High memory usage when pulling large images with pre-existing layers.

ver4a commented 1 week ago

Issue Description

podman version:

Client:       Podman Engine
Version:      5.2.5
API Version:  5.2.5
Go Version:   go1.23.2
Built:        Fri Oct 18 02:00:00 2024
OS/Arch:      linux/amd64

When pulling a large image, podman allocates memory seemingly equal to image size.

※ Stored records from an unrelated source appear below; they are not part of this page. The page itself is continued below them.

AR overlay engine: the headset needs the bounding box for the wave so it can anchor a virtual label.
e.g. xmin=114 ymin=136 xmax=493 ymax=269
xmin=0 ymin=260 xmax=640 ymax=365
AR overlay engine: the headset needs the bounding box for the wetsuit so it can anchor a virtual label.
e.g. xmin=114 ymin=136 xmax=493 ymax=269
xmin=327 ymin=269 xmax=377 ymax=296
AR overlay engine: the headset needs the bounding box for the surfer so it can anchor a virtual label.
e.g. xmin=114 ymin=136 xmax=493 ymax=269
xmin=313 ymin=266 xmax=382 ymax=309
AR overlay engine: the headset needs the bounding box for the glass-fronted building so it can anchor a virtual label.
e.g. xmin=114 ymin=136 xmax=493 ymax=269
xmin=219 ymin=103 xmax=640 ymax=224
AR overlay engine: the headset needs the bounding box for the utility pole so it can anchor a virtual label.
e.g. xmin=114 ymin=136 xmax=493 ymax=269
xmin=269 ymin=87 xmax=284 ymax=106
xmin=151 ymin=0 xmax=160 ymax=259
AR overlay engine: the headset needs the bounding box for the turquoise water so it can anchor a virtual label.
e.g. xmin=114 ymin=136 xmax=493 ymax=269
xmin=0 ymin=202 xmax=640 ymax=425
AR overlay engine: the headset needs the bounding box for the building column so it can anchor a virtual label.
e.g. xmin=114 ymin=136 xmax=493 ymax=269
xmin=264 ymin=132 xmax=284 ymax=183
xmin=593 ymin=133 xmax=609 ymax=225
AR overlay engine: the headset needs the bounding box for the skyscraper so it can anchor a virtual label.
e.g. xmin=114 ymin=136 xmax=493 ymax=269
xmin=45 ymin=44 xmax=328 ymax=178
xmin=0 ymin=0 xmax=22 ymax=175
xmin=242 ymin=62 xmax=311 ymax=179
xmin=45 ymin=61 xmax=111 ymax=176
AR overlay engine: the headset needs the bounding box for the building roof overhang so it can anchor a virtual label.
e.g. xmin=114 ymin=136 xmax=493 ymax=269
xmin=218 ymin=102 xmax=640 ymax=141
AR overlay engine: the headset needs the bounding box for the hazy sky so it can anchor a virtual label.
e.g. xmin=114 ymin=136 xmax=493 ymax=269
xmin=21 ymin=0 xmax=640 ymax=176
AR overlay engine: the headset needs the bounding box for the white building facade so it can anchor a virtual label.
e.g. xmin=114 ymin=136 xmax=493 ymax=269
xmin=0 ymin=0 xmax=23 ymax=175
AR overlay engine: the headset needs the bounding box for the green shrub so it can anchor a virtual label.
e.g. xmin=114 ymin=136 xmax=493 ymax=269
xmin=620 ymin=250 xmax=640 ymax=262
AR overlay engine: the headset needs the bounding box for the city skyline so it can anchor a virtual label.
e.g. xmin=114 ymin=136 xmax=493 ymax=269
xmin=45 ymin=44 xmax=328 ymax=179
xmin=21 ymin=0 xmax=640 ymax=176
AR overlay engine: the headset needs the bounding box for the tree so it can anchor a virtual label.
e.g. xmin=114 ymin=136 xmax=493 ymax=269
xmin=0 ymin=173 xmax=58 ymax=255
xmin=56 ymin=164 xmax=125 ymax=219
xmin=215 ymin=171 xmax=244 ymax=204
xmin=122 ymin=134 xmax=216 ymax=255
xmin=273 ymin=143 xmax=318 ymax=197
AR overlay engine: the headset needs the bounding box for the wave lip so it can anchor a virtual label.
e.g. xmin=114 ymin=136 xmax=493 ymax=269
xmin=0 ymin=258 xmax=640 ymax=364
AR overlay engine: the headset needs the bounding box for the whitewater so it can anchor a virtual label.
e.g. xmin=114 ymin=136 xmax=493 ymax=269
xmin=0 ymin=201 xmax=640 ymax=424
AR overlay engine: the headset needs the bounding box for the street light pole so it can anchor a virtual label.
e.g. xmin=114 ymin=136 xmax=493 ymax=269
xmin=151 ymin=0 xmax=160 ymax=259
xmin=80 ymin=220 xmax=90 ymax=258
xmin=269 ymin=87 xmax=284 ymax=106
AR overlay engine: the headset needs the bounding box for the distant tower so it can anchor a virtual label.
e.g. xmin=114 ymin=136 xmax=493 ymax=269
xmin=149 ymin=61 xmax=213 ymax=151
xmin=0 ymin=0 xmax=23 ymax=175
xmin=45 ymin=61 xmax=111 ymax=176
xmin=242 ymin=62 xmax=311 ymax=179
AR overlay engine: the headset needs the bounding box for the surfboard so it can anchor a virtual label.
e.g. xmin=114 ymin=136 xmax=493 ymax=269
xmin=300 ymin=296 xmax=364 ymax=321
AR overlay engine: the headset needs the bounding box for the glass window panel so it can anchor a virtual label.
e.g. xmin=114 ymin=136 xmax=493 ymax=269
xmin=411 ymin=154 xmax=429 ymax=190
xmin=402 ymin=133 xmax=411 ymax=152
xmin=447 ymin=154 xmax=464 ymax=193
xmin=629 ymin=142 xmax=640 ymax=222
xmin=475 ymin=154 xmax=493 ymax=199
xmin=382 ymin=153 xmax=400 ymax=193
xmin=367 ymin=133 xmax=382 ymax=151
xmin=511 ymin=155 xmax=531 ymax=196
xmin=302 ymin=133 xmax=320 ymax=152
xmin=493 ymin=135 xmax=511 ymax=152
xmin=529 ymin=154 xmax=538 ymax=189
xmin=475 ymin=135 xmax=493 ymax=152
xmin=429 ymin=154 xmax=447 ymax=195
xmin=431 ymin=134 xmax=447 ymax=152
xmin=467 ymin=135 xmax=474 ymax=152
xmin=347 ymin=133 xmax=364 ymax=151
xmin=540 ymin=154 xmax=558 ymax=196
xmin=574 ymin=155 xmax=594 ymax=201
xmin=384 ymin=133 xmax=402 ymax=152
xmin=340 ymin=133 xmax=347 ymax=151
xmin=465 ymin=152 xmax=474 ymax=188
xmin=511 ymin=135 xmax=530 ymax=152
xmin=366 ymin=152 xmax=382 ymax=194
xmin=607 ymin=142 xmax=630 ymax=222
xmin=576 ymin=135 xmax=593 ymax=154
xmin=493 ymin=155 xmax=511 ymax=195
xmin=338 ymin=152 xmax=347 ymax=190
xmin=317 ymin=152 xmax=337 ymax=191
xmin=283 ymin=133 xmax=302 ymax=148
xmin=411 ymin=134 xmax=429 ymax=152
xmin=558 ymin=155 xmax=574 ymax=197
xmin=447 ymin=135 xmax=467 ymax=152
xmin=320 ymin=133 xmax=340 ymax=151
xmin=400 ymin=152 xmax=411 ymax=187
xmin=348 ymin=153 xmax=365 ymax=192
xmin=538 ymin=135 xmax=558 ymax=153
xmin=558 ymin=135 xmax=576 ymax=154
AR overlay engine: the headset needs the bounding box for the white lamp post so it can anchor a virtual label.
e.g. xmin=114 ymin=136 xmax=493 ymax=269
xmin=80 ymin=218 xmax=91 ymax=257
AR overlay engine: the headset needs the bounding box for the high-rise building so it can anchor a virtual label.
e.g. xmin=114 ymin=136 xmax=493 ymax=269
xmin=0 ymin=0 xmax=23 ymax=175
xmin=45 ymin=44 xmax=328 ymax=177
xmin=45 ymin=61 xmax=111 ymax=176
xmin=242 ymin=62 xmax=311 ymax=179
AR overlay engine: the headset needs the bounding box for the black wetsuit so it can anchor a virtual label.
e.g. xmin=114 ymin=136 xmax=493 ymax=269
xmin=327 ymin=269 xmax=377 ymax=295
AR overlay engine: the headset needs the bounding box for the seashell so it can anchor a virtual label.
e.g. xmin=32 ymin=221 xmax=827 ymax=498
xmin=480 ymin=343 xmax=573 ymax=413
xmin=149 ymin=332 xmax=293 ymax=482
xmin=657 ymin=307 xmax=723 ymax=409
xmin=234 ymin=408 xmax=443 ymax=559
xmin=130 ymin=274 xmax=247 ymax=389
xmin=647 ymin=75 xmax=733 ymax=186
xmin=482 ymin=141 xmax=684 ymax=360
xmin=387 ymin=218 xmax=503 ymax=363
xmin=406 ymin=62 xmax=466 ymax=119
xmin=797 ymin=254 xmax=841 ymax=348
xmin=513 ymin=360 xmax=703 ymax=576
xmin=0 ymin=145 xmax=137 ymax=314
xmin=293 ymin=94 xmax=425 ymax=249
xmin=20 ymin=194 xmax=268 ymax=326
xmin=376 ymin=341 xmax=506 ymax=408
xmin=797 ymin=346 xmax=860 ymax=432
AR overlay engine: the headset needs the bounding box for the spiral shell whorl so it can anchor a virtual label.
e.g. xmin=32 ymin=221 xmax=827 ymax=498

For a 13G quay.io/fedora-ostree-desktops/kinoite:41 podman allocated ~13G of memory.

Steps to reproduce the issue

Steps to reproduce the issue (with rootless podman)

podman pull quay.io/fedora-ostree-desktops/kinoite:41

I can't reproduce this with rootful podman, that only floats around 100M.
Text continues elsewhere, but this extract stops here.